ITS3.2/NH10.7
Climate Extremes, Tipping Dynamics, and Earth Resilience in the Anthropocene
Co-organized by BG1/CL2/CR7/NP8/OS1, co-sponsored by Future Earth
Convener: Felix Riede | Co-conveners: David Armstrong McKayECSECS, Jana Sillmann, Jonathan Donges, Dorothea Frank, Sarah Cornell, Ricarda Winkelmann
Displays
| Attendance Wed, 06 May, 14:00–18:00 (CEST)

Climate change is projected to result in an increase in extreme and compound weather events, which pose a growing threat to human well-being and the achievement of the UN Sustainable Development Goals (SDGs). Further warming is also projected to reduce the efficacy of carbon sinks acting as negative feedbacks on warming and increase the risk of crossing tipping points and triggering cascading changes in the climate and ecosystems. These processes may reduce the Earth system’s resilience, which has the potential to further amplify climate change and extremes and worsen societal impacts.

Maintaining Earth in the Holocene-like conditions that have enabled the development of the world’s societies will require better understanding of feedbacks and tipping dynamics in both the human world and the biophysical Earth. Societies will need to embark on rapid socio-economic and governance transformations in order to both reduce the risk of triggering tipping points and to improve societal resilience to increasingly likely extreme events. Earth resilience brings the complex dynamics and perturbations associated with human activities into Earth system analysis, and increasingly captures socio-economic as well as biophysical dynamics.
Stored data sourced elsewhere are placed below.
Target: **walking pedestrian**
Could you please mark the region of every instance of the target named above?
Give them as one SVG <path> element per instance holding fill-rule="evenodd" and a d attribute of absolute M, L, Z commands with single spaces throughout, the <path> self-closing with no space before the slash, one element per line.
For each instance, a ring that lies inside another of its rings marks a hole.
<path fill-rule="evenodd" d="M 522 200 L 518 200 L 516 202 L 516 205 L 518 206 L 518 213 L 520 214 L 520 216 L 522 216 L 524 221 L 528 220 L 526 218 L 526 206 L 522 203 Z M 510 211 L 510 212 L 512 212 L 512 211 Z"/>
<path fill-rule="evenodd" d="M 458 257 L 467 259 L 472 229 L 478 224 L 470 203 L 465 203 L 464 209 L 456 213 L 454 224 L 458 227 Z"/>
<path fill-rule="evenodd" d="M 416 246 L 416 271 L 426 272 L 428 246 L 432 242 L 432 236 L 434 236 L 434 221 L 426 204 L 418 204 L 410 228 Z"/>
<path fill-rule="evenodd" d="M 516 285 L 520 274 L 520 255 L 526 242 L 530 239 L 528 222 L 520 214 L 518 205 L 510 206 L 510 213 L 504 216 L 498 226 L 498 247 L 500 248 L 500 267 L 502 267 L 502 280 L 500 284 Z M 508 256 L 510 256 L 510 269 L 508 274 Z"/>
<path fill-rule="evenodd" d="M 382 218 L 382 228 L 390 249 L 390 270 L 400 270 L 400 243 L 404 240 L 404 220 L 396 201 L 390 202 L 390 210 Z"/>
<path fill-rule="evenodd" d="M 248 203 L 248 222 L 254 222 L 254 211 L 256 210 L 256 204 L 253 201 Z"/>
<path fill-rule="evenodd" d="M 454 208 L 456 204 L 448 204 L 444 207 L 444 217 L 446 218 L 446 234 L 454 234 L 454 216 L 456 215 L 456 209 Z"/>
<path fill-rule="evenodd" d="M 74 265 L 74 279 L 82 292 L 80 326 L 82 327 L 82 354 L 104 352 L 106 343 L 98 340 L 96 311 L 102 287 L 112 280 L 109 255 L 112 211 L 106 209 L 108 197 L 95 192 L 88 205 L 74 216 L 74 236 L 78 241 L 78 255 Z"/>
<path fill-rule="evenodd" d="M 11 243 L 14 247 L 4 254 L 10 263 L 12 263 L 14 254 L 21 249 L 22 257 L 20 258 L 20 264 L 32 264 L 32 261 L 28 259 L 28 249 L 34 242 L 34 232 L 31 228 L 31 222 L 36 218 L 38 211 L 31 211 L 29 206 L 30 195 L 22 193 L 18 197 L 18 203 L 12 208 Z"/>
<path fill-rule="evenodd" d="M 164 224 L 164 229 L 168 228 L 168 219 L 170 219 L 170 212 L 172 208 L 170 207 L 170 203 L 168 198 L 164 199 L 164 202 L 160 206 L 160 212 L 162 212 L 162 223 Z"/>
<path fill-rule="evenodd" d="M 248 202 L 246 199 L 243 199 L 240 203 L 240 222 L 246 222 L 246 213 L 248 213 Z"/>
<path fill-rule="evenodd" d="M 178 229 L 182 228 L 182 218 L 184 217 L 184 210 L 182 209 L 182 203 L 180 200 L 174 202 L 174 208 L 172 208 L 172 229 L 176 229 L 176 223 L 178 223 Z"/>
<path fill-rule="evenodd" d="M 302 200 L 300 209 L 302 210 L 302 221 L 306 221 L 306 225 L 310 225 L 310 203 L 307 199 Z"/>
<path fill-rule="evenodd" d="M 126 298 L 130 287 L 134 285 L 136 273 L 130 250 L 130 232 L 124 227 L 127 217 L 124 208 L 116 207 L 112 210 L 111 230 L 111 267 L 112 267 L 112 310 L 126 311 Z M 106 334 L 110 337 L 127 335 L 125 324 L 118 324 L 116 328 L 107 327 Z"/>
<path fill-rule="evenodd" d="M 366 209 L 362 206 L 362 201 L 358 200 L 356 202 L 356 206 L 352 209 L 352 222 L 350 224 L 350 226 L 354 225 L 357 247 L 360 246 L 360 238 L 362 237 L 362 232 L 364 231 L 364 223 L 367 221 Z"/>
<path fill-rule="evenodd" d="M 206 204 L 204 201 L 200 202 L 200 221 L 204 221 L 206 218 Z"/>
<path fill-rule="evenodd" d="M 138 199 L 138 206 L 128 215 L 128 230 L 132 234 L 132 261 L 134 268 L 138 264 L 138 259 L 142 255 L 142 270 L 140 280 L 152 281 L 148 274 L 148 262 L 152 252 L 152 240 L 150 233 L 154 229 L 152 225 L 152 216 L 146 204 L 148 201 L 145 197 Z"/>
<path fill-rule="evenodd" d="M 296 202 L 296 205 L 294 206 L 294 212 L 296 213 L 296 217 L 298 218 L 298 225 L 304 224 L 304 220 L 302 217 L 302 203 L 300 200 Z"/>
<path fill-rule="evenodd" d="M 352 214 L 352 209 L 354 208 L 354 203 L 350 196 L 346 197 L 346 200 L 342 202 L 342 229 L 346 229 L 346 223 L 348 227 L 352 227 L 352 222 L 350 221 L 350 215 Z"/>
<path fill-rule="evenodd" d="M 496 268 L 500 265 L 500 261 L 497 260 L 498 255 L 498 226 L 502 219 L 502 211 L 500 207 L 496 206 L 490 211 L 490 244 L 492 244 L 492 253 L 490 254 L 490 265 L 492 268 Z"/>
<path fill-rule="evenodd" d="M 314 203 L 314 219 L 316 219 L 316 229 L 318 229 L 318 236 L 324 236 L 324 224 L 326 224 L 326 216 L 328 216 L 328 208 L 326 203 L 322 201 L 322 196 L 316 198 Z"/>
In this session we welcome transdisciplinary and cross-scale contributions relating to climate extremes, tipping dynamics, and Earth resilience, covering topics ranging from the cascading impacts of extreme and compound events, key feedbacks and tipping points in both biophysical and human systems, enhancing societal resilience to extreme events, and the potential for rapid social transformations to global sustainability.

Public information:
EGU 2020 Session TS3.2/NH10.7
Climate Extremes, Tipping Dynamics, and Earth Resilience in the Anthropocene
6 May, 14:00-18:00

This session will run as an EGU website hosted text-based chat accessible here, as well as through a simultaneous Zoom video room (link to be provided during the livechat).

Both the EGU chatroom and the Zoom video room will be moderated.
Comments on the presentations can be made at the EGU website at any time, for asynchronous responses.
Comments and questions asked in the EGU chatroom will be forwarded to the Zoom presenters. This means all questions will get responses, but this may not happen within the timeslot of the presentation.
To facilitate real-time dialogue with the presenters, please go to the Zoom session.

When joining the Zoom session remember to mute yourself, and to ask questions please raise your hand (available from the 'participants' button) and unmute when the chair calls on you. If you are a presenter, unmute when called on and share your screen if you have a few slides to show. Each presenter gets 10 minutes max including Q&A, so we suggest presenting some summary slides for a few minutes and then taking questions for the rest.